Obligation:  The act of binding oneself by a social, legal, or moral tie to someone. (From Wikipedia)

Isn't it funny how even the definition feels heavy and full of pressure?  It says, act of binding "oneself".  That means I have chosen to be tie myself to the people and things to whom I feel obligated.  My choice!

So why, may I ask, would I choose this for myself?

Feellings of guilt & shame perhaps?  The aim to be a "good" person?  Because I want everyone to like me?  Because I happened to pick up the phone when I shouldn't have?   What is it that I am trying to make up for?  Why can't I just say no and do those things that I truly WANT to do?

There is a list of things that I do each day that I don't necessarily want to do.
  • Dinner with a draining friend.
  • Calling an acquaintance.
  • Staying to take care of my nieces.  
  • Driving to check on my mom.  
Instead of standing my ground, I relapse, finding myself obligated because I say yes too easy.  It is a jail, locking me into activities and time that I should be spending on myself.  However, have you ever felt SELFISH for saying no?  That's what I feel I think.  That I have no right to say NO to people.  That I owe my time and myself to others for past sins and to pay others back for the things they have done for me in my life.  But, I can't do this anymore.

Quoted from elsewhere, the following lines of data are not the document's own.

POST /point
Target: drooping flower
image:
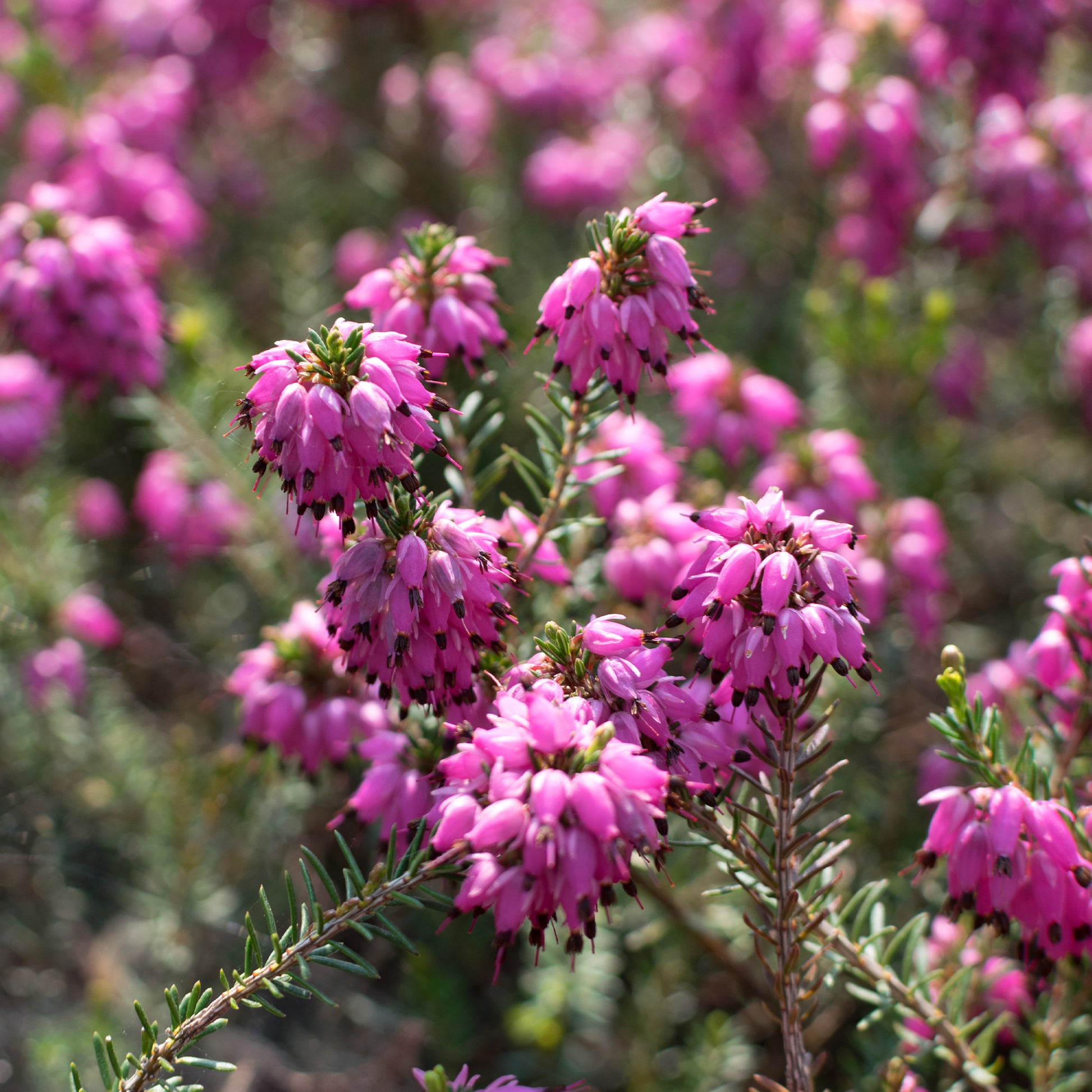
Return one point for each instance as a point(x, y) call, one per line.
point(613, 311)
point(339, 416)
point(29, 401)
point(296, 697)
point(771, 594)
point(438, 294)
point(72, 292)
point(736, 411)
point(554, 807)
point(437, 1080)
point(417, 598)
point(1011, 857)
point(188, 520)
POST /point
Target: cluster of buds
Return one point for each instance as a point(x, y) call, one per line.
point(296, 697)
point(613, 311)
point(438, 294)
point(1011, 857)
point(338, 417)
point(416, 599)
point(72, 293)
point(554, 807)
point(735, 410)
point(770, 595)
point(188, 520)
point(621, 673)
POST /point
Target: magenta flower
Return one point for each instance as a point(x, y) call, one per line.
point(29, 402)
point(89, 618)
point(437, 1080)
point(438, 294)
point(72, 292)
point(98, 510)
point(1013, 857)
point(339, 416)
point(190, 521)
point(296, 697)
point(639, 446)
point(613, 311)
point(652, 543)
point(416, 599)
point(828, 473)
point(56, 669)
point(559, 807)
point(735, 411)
point(770, 594)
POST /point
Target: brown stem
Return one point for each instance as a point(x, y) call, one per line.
point(788, 980)
point(831, 937)
point(164, 1055)
point(556, 503)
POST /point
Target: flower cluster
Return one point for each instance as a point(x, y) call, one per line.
point(770, 595)
point(296, 698)
point(737, 411)
point(29, 401)
point(72, 293)
point(416, 599)
point(438, 294)
point(189, 521)
point(339, 416)
point(554, 807)
point(613, 311)
point(825, 472)
point(1011, 857)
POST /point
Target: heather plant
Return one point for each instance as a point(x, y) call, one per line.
point(625, 639)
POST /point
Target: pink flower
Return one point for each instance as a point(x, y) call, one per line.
point(770, 605)
point(98, 510)
point(29, 402)
point(89, 618)
point(296, 698)
point(74, 294)
point(339, 416)
point(189, 521)
point(639, 446)
point(58, 668)
point(613, 311)
point(437, 294)
point(414, 615)
point(736, 411)
point(556, 839)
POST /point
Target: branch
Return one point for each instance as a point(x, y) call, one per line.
point(162, 1057)
point(556, 501)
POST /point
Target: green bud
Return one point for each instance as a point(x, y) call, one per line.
point(952, 659)
point(436, 1080)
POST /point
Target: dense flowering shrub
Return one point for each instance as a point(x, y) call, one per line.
point(72, 291)
point(297, 697)
point(416, 599)
point(438, 294)
point(613, 311)
point(339, 416)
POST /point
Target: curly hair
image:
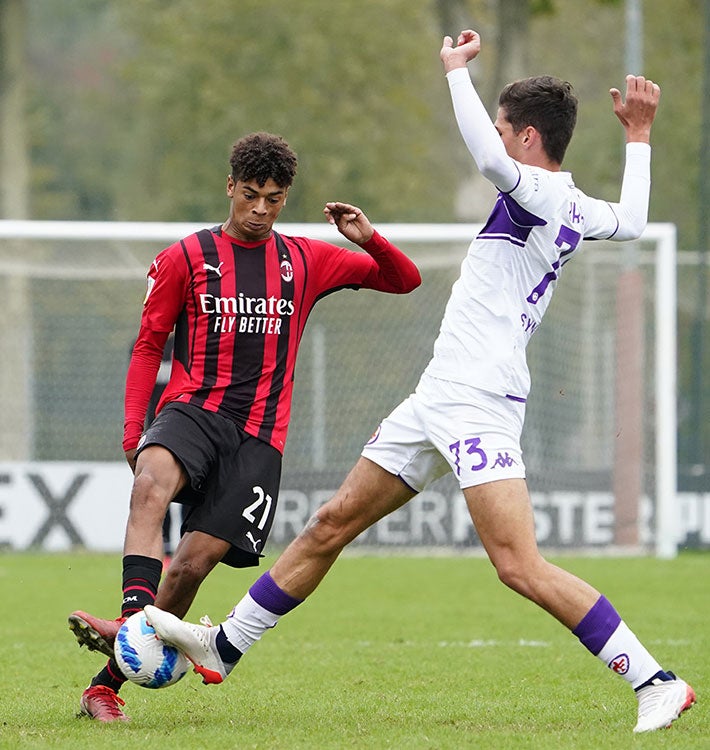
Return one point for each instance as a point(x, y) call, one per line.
point(548, 104)
point(260, 156)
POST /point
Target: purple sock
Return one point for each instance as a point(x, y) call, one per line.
point(268, 595)
point(598, 625)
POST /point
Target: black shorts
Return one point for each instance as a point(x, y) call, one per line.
point(234, 478)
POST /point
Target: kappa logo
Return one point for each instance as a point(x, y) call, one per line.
point(217, 270)
point(286, 270)
point(620, 664)
point(375, 435)
point(254, 542)
point(503, 461)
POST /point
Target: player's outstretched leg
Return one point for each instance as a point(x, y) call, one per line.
point(197, 642)
point(95, 633)
point(661, 702)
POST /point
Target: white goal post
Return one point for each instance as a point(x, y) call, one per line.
point(47, 252)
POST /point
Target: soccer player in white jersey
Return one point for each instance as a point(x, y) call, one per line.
point(467, 412)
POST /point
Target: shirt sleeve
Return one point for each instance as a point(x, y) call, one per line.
point(142, 374)
point(163, 301)
point(392, 271)
point(479, 134)
point(626, 219)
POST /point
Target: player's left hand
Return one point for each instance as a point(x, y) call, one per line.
point(637, 112)
point(468, 45)
point(350, 220)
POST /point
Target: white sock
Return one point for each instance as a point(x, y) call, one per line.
point(625, 654)
point(247, 622)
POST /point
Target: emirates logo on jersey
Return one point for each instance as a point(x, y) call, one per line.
point(286, 270)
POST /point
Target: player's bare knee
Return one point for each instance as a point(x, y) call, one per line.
point(326, 530)
point(147, 497)
point(513, 575)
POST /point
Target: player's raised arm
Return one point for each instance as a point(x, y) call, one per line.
point(393, 272)
point(468, 45)
point(350, 221)
point(637, 111)
point(478, 132)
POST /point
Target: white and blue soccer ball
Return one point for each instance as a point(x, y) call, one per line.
point(144, 659)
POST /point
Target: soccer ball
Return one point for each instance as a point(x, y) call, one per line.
point(144, 659)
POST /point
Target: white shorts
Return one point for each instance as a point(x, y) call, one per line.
point(445, 426)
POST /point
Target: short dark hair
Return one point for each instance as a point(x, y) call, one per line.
point(548, 104)
point(260, 156)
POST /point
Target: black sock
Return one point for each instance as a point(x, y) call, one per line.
point(141, 576)
point(110, 676)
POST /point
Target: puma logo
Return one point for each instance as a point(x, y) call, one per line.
point(217, 270)
point(254, 542)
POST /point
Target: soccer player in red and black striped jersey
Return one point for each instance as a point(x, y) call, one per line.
point(237, 297)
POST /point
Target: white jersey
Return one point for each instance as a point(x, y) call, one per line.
point(512, 267)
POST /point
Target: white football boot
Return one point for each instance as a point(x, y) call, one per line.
point(662, 702)
point(197, 642)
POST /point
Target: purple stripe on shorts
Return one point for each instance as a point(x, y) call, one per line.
point(269, 596)
point(598, 625)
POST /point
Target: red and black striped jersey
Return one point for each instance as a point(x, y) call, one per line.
point(238, 311)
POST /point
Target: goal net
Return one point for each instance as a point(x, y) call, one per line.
point(599, 439)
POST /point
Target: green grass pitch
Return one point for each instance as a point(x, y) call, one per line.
point(391, 652)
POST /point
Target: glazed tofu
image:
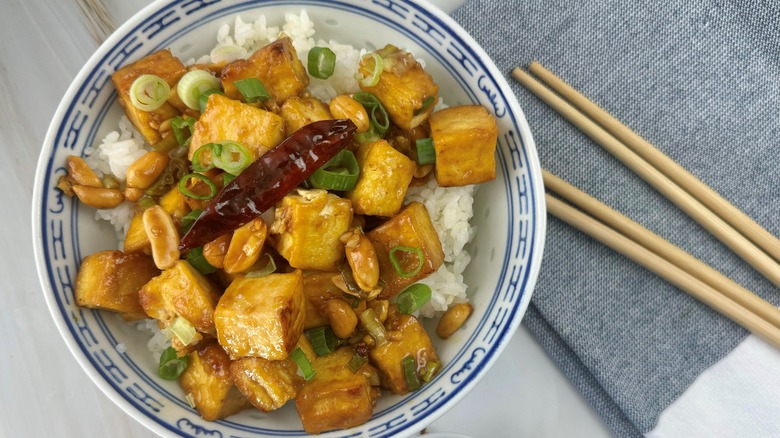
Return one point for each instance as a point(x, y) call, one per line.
point(181, 291)
point(414, 341)
point(411, 228)
point(267, 384)
point(110, 280)
point(308, 226)
point(161, 64)
point(276, 66)
point(385, 175)
point(261, 316)
point(403, 90)
point(208, 380)
point(298, 112)
point(464, 138)
point(336, 398)
point(228, 119)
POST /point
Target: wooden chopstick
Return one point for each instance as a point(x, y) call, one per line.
point(732, 238)
point(731, 214)
point(665, 269)
point(663, 248)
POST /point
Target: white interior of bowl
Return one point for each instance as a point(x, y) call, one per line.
point(508, 211)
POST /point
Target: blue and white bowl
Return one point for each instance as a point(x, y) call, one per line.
point(509, 212)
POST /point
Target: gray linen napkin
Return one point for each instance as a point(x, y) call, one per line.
point(699, 79)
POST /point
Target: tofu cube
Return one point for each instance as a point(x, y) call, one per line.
point(181, 291)
point(267, 384)
point(110, 280)
point(308, 226)
point(162, 64)
point(209, 381)
point(336, 398)
point(228, 119)
point(403, 91)
point(261, 316)
point(411, 228)
point(464, 138)
point(276, 66)
point(414, 341)
point(298, 112)
point(385, 175)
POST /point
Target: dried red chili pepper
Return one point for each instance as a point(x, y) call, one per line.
point(268, 179)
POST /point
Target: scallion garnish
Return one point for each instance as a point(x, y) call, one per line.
point(339, 173)
point(193, 84)
point(397, 264)
point(149, 92)
point(426, 154)
point(321, 62)
point(187, 192)
point(323, 340)
point(413, 297)
point(171, 365)
point(303, 363)
point(252, 90)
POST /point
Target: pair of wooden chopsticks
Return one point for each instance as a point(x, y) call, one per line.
point(740, 233)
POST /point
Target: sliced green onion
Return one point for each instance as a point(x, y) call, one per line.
point(322, 62)
point(371, 322)
point(252, 90)
point(149, 92)
point(303, 363)
point(413, 297)
point(171, 365)
point(426, 103)
point(183, 330)
point(193, 84)
point(187, 192)
point(188, 219)
point(183, 129)
point(426, 154)
point(375, 73)
point(397, 265)
point(198, 261)
point(323, 340)
point(410, 373)
point(339, 173)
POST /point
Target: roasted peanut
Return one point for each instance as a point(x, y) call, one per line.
point(163, 236)
point(345, 107)
point(245, 246)
point(98, 197)
point(80, 173)
point(341, 316)
point(452, 319)
point(145, 170)
point(361, 257)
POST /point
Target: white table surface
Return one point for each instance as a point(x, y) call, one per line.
point(43, 44)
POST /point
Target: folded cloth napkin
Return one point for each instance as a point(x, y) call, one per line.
point(700, 80)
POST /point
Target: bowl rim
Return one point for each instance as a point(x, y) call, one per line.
point(531, 156)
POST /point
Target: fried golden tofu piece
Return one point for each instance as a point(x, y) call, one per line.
point(308, 226)
point(261, 316)
point(464, 138)
point(110, 280)
point(276, 66)
point(228, 119)
point(405, 89)
point(411, 228)
point(298, 112)
point(209, 381)
point(336, 398)
point(414, 341)
point(162, 64)
point(267, 384)
point(385, 175)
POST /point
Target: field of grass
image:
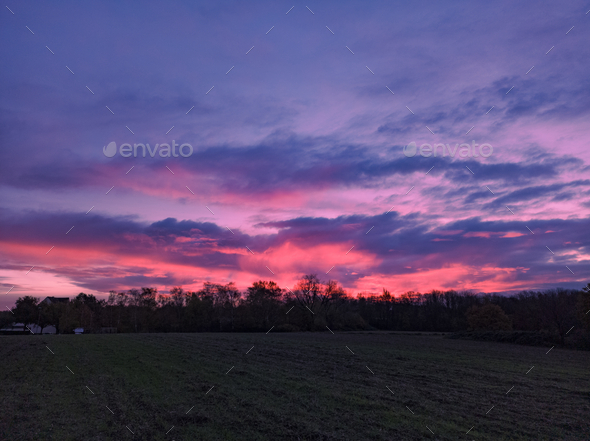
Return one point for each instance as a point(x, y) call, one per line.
point(296, 386)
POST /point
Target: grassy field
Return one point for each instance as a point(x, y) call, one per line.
point(296, 386)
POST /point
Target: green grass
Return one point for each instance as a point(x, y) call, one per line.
point(297, 386)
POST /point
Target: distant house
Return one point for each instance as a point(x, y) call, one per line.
point(54, 300)
point(108, 330)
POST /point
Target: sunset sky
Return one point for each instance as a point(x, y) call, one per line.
point(298, 147)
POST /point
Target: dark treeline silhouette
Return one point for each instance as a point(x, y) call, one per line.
point(311, 306)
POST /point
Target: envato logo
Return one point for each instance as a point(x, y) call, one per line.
point(164, 150)
point(464, 150)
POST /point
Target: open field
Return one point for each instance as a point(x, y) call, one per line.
point(299, 386)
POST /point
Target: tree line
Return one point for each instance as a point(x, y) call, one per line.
point(312, 305)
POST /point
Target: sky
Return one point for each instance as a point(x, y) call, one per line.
point(301, 120)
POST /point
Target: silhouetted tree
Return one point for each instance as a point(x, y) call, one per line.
point(488, 317)
point(27, 310)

This is my friend Karen.  She has always been a free spirit. 
Here she is floating off the ground because she is very clear about what she can & cannot do for others in her life.  I want to be like Karen.  She is free!

That is my dream for myself.   I want to fly.  It all starts with honesty and the word No.  I'd be interested to know if you've had this difficulty in life.  What did you do to reduce your obligation to others and listen more to the obligation you've made with yourself?